A Broward County woman who served as the CEO of a Pompano Beach business was sentenced on Tuesday to 20 years in federal prison for her role in a nearly $200 million Ponzi scheme, federal prosecutors said Tuesday.
Johanna Michely Garcia, 41, former president of MJ Capital Funding, LLC, pleaded guilty in July to conspiracy to commit mail and wire fraud. She received the maximum possible sentence.
Garcia was the leader of the scheme, which involved her company claiming to lend merchant cash advances, known as MCAs, to small businesses in and outside of Florida. Garcia and others sought investors to fund the MCAs, when in reality they funded few of such loans and “failed to earn anywhere near the profits it needed to pay the investors the promised returns,” federal prosecutors said in a news release.
Garcia paid previous investors with money from new investors and used millions for herself, according to prosecutors.

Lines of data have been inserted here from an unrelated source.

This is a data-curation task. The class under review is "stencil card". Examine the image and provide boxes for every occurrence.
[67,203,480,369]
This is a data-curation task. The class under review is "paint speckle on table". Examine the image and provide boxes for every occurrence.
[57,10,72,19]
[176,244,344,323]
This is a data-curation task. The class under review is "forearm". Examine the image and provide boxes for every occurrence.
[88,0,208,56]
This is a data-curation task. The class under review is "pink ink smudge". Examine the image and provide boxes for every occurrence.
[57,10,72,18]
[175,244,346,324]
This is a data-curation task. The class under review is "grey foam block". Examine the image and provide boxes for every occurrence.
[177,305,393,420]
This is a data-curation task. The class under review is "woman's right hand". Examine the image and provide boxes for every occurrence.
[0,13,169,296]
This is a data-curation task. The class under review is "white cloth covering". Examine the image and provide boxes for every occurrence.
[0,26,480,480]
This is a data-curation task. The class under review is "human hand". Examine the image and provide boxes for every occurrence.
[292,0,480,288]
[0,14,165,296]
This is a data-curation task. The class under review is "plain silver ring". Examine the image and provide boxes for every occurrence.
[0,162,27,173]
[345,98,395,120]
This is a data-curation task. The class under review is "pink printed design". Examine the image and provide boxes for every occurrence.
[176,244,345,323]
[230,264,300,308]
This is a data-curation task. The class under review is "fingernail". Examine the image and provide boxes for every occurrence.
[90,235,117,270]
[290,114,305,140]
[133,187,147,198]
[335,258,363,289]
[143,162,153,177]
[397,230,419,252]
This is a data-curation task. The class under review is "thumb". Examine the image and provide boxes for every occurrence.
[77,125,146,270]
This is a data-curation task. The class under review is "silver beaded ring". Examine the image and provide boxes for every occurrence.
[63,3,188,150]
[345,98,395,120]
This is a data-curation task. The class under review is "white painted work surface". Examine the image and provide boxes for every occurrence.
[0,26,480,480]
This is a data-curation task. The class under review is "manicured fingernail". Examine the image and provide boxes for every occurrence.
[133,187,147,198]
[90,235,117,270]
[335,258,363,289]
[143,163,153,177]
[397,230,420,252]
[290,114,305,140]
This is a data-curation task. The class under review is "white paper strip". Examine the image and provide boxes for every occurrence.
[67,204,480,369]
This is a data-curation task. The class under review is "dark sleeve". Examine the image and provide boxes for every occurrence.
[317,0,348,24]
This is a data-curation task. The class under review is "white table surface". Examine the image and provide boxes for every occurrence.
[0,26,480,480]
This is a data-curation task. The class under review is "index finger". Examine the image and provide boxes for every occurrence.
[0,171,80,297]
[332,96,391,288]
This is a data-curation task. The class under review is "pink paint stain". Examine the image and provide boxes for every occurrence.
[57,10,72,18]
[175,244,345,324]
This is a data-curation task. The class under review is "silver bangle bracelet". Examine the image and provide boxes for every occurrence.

She raised nearly $200 million from October 2020 to August 2021. Investors lost nearly $90 million of that.
The FBI and U.S. Securities and Exchange Commission cracked down on MJ Capital Funding in 2021, but Garcia and her co-defendants started new businesses under new names and continued to operate a similar scheme in order to pay back debts to previous investors, prosecutors said. After Garcia was arrested and while in federal custody, she was still leading the new scheme.
Garcia’s co-defendant Pavel Ramon Ruiz Hernandez, of Broward County, previously pleaded guilty and was sentenced to just over nine years in federal prison in September 2023.